ロードマップでわかる!当世プロセッサー事情 第814回
インテルがチップレット接続の標準化を画策、小さなチップレットを多数つなげて性能向上を目指す インテル CPUロードマップ
2025年03月10日 12時00分更新
6スレッドで動作をさせたところ6FPSの処理性能を実現
ハードウェアのスペック的には30fpsまで持っていける
メモリータイル×3+コンピュートタイル×1の構成でResNetを動かしてみた際の消費電流と所要時間が下の画像である。
CNNが17層、GEMMが37層、加算が16層、PoolingとSoftMaxがそれぞれ1層で合計72層の処理になるが、300MHzなら1秒程度で処理可能。150MHzになると大分間延びして2.7秒近くになっている。この間延びの理由の分析が下の画像だ。ただ今回は全部で4タイルでの処理なので、単純に言っても20タイルを全部動かせば5スレッドは同時に走らせられる計算になる。

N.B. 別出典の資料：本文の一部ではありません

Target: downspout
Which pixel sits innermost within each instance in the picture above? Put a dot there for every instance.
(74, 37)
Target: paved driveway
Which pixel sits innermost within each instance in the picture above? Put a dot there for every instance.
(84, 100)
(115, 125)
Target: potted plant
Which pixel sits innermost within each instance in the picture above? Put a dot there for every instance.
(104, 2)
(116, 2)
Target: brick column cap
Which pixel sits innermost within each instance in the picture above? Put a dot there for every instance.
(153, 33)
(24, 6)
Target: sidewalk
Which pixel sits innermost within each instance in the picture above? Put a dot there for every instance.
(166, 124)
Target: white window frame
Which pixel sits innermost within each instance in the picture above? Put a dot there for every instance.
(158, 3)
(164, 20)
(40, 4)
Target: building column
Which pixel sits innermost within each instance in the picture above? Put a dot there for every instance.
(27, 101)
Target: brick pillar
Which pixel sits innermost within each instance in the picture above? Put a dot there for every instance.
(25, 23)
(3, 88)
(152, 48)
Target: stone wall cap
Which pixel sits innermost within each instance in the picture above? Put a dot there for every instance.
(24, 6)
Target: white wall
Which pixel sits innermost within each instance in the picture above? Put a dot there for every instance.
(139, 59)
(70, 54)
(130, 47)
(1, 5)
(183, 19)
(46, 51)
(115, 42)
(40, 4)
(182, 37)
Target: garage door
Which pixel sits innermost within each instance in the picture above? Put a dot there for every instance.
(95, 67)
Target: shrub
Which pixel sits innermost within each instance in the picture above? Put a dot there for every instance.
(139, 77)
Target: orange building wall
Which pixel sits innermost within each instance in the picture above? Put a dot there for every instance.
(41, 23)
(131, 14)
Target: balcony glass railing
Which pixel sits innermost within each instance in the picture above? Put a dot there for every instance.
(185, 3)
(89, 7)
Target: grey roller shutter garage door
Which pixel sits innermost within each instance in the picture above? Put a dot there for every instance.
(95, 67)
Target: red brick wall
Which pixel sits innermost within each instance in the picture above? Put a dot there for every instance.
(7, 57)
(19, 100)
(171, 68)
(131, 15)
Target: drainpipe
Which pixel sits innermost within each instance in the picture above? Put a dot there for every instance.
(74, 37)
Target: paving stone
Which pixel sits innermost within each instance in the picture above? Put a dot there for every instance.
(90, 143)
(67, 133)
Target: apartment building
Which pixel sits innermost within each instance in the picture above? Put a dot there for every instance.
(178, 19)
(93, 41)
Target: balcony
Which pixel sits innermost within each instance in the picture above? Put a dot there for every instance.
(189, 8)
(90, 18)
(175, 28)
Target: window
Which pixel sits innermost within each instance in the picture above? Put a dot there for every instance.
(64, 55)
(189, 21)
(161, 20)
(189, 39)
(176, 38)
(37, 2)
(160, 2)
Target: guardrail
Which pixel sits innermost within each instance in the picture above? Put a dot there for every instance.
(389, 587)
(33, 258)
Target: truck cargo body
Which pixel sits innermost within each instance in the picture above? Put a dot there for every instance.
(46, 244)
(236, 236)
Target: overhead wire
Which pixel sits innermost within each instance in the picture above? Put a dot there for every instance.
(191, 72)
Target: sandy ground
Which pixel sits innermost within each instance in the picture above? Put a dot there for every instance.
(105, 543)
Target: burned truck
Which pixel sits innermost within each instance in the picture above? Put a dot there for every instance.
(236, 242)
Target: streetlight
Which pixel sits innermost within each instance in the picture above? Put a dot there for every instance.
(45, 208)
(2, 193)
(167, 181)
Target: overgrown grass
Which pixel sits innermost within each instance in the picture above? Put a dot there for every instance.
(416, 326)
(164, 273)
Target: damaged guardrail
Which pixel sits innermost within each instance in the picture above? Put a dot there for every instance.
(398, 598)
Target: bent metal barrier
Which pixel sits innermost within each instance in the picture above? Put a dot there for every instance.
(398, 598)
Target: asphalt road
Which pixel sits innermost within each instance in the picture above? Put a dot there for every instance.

やはりタイル間の通信がレイテンシーの大きな要因となる。ちなみにこの数値は300MHz動作の場合の話であろう。これを例えば1.5GHzまで動作周波数を引き上げれば30fpsになり、その際の消費電力は2.5Wに収まるという推定だが、実際にはもう少し消費電力は増えそうな気がする
インテルによれば6スレッド動作をさせたところ6FPSの処理性能が実現でき、ハードウェアのスペック的には30fpsまで持っていけるとしている。ただしこのタイル間の通信がけっこう大きなボトルネックになっており、これをなくすだけで3倍高速になることを考えると、この方式で商用製品に持ち込むにはもう一捻り、二捻りする必要がありそうという結果になった。
このチップレットを使った複数コアの考え方は、IEDMで発表された「小さなチップレットを多数つなげる」に通じるものがあるのだが、実際にはまだ大きなチップレットを少数つなげる方が性能が出やすい、という結果に終わったのは(皮肉ではあるが)意味がある結果ではあったことになる。
これを改善するには、インターコネクトの方法を変更するか、やはり3D方向に積層するか、それともなにか別の手段をもってくるか、いずれにせよまだ研究が必要であることは間違いなさそうだ。